Un viatique mis en pratique mardi soir quand, après le dîner d’Etat avec M. Xi, M. Macron et son épouse ont rendu visite à des peintres et photographes chinois réunis dans une galerie privée dans l’est de Pékin. S’il n’a rencontré aucun artiste dissident, il a échangé pendant près de deux heures avec des figures célèbres de l’art contemporain chinois comme Zhang Xiaogang, Huang Rui ou Xu Bing, qui portent un regard critique sur la société chinoise et ses contradictions. « Venir voir ces artistes, c’est aussi venir voir une expression et une sensibilité chinoises qui s’expriment ouvertement, librement, sans méconnaître rien de ce qui peut exister par ailleurs », a commenté le chef de l’Etat.

Dans sa délégation officielle, M. Macron avait d’ailleurs invité le dessinateur français Jul, connaisseur de la Chine, qui a passé son séjour à Pékin à caricaturer les autorités chinoises dans des dessins postés sur Twitter, réseau social bloqué en Chine. « Dans un pays où il est très difficile de se moquer de n’importe quel dirigeant, Emmanuel Macron est venu avec un dessinateur qui se moque ouvertement de lui.
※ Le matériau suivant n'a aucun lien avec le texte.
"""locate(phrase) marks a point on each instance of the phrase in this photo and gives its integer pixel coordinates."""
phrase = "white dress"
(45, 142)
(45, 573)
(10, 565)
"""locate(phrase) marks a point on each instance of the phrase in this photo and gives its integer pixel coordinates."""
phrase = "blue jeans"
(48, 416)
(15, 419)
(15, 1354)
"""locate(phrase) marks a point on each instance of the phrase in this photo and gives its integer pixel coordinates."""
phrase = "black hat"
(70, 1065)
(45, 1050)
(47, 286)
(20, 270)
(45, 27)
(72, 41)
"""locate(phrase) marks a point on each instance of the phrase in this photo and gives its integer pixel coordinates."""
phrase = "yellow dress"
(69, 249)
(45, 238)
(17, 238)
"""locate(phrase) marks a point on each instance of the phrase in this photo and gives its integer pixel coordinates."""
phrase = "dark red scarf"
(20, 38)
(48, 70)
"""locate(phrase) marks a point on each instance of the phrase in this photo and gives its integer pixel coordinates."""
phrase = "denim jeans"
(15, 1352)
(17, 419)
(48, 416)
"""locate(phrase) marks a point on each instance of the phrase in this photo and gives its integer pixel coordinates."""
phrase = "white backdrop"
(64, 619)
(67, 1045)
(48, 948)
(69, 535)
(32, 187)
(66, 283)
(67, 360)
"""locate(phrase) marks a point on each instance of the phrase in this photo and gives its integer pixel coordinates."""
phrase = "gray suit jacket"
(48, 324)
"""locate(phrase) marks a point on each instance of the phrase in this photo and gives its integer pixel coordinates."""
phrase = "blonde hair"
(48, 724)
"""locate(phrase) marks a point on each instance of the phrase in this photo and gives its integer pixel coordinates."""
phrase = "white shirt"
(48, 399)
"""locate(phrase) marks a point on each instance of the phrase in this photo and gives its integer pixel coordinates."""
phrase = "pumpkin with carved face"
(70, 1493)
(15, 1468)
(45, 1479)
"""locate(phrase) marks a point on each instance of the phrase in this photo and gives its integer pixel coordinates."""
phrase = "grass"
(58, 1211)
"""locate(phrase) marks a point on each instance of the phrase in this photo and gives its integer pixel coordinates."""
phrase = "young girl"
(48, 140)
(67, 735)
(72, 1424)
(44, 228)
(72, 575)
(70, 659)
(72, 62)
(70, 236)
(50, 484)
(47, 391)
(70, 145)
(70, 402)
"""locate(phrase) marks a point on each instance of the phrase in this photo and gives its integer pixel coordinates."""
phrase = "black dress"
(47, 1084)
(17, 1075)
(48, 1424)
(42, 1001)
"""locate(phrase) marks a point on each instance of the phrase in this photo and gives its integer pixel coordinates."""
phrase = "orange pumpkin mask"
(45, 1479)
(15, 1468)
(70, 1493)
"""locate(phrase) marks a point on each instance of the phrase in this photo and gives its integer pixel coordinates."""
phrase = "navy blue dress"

C’est assez malin, c’est une forme de diplomatie des droits de l’homme par l’exemple », a expliqué Jul au Monde. Le dessinateur a profité du dîner d’Etat pour offrir à M. Xi un exemplaire de sa bande dessinée La Planète des sages, publiée récemment en Chine, en évoquant devant le numéro un chinois « la sagesse nécessaire à tout dirigeant ».